A group of several hundred at most — with very few people of color — congregated across from Independence Hall, giving speeches about God and rampant government spending, the staples of most tea party events. But this one also had numerous “racial” references to plantations, hair, and rap music. In the words of Uni-Tea party speaker Deneen Borelli, “you’re [the crowd] not smart enough to make decisions for your self; they [government] want to put everyone on the government plantation.”
For added excitement, Andrew Breitbart made an appearance, probably hoping to dodge any process servers from Shirley Sherrord’s lawyer.
The tea partiers want their detractors and supporters to think of America and their movement as a colorblind society. If that really is going to happen, they have some work to do within their own ranks. At Uni-Tea, speakers used the rhetoric of race and religion, and promoted rebellion against the government — all with blatant use of racial allusions. Speakers compared the tea party movement to the civil rights movement, talked about Marcus Garvey and hair, and of course the perils of big government.

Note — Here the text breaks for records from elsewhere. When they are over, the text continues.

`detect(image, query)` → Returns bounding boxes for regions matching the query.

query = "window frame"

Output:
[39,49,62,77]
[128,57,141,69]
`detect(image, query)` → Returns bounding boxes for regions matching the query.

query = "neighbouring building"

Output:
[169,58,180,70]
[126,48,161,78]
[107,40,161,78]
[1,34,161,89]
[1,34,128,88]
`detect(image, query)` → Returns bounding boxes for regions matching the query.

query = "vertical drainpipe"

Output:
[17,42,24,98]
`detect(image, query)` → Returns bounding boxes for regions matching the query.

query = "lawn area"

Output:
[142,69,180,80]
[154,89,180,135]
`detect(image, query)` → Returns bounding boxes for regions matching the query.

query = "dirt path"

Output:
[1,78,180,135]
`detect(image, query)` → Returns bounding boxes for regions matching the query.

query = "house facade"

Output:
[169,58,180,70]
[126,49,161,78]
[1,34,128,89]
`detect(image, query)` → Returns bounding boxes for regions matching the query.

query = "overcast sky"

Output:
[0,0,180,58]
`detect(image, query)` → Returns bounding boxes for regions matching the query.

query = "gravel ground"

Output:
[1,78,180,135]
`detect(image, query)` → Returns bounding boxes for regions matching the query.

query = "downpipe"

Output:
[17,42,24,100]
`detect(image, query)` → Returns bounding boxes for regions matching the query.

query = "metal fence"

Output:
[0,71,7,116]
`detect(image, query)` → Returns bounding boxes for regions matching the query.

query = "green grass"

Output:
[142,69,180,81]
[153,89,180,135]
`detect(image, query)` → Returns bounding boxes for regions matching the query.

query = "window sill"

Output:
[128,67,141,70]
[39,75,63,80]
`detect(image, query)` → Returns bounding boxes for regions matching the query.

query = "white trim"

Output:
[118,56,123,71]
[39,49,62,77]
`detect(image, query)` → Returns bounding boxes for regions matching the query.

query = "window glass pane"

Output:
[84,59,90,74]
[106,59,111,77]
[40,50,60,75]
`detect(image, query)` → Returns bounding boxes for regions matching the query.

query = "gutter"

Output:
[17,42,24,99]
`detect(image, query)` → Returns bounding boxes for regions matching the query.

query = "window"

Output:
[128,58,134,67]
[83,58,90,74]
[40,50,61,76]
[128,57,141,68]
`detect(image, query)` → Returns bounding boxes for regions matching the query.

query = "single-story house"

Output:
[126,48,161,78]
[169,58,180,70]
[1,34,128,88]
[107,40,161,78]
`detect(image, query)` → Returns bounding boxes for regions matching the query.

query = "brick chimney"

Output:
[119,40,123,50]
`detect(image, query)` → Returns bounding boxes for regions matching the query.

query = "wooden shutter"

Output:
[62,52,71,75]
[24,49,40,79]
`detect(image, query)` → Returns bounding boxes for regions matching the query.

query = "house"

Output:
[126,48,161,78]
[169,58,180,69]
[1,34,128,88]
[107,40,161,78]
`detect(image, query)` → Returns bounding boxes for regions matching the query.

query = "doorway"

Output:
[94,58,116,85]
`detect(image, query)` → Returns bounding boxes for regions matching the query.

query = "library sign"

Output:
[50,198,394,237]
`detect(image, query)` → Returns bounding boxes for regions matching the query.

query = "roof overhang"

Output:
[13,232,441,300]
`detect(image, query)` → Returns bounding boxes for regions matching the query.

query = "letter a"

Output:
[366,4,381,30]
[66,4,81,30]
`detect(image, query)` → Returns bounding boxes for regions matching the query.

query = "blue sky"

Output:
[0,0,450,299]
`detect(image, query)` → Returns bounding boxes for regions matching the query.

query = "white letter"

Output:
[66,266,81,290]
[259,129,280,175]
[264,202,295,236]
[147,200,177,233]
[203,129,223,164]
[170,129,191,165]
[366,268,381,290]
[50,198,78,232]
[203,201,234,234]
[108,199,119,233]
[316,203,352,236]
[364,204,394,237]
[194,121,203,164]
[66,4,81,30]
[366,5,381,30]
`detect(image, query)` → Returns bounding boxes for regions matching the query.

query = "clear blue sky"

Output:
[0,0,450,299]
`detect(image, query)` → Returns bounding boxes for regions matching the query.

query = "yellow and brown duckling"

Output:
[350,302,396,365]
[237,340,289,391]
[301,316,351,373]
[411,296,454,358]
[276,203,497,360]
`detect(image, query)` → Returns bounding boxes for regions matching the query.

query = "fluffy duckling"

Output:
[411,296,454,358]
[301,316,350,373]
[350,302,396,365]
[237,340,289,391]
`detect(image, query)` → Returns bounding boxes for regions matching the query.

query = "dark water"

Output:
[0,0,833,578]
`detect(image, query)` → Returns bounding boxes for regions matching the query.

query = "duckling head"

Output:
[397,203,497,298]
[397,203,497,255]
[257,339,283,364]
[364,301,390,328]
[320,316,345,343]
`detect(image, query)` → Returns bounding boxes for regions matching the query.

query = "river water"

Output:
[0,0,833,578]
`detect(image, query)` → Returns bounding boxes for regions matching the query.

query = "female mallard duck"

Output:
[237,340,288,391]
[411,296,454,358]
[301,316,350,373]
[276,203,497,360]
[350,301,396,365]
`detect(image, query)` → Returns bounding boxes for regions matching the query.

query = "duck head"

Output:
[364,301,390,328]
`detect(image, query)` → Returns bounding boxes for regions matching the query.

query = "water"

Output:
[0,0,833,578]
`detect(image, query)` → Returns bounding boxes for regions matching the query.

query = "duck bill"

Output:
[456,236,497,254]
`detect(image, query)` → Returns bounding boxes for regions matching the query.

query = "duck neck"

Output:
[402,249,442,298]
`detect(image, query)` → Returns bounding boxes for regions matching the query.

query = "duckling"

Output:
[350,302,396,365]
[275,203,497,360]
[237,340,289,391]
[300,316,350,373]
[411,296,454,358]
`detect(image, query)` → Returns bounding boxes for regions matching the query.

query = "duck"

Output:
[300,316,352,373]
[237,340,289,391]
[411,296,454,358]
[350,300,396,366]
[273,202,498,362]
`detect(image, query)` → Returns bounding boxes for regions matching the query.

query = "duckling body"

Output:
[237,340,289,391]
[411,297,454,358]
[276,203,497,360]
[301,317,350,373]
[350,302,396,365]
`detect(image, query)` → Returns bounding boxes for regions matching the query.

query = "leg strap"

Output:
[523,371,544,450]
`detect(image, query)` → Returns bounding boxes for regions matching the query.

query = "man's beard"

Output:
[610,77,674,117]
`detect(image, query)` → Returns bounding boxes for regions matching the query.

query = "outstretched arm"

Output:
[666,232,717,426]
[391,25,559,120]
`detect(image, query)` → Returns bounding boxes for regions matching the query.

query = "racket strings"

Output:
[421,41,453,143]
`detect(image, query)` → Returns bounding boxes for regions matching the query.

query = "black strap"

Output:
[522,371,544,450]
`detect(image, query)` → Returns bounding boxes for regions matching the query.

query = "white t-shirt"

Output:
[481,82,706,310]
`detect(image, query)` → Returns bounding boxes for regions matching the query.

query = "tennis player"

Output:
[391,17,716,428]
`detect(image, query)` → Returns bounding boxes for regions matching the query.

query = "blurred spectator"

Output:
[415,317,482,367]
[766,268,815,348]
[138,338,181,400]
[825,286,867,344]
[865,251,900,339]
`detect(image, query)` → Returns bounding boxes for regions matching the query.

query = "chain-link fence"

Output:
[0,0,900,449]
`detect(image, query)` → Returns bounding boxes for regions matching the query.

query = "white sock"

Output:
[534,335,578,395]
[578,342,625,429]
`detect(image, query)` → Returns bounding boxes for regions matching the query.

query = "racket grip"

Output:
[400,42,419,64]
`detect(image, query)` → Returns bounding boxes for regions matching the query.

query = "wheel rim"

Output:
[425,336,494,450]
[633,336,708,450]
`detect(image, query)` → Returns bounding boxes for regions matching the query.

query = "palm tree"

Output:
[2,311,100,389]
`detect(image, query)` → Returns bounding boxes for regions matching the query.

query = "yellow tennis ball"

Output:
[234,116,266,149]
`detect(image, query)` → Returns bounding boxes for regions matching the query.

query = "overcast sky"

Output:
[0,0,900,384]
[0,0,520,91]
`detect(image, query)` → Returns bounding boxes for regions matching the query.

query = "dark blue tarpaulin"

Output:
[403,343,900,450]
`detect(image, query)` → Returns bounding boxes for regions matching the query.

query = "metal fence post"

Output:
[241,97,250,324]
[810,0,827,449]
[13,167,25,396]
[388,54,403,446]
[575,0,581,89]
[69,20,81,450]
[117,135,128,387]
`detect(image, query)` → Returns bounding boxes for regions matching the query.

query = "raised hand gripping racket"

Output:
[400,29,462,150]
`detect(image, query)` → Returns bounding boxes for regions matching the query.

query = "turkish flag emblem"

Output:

Pastor Bill Devin, who claimed he was the original P. Diddy, a card-carrying registered Democrat, and a member of the NAACP, peppered his remarks with colloquialisms designed to show his bona fides, including “somewhere up in heah” and “Ya’ll go make me lose my mind, up in here, up in here” from the Rapper DMX. There was even a rap group that performed, Hi Caliber — ostensibly to show how hip the Tea Party movement is.
Speakers consistently made racial references, all while claiming the Tea Party is not racist. Breitbart’s speech referenced Mary Frances Berry, but managed to artfully dodge speaking about his hack editing job of Shirley Sherrod’s speech. He then went on to discuss his own conversion experience to conservatism by watching the Clarence Thomas Supreme Court nomination hearings. In Breitbart’s world, the media was at fault for “skewering” Thomas, who was an American hero for working his way through the ranks. Somehow, though, Breitbart’s speech did not move me to bow at the altar of the Tea Party.
With all the back-biting, name calling, and posturing regarding race and who is really racist, I really couldn’t see anything different about the Uni-Tea group than the Tea Party movement writ large. The crowd was mostly white, the rhetoric was loud, and speakers consistently referenced race and racism while offering rudimentary repudiations of racism.
What I am interested in, however, were the plentiful references to religion. It makes me believe that the tea partiers have a tacit understanding that in order to gain a more inclusive movement, lip service will need to be paid to religion in order to bring the “poor benighted masses” at the mercy of the government along. If that is the case, they have a lot of missionary work to do.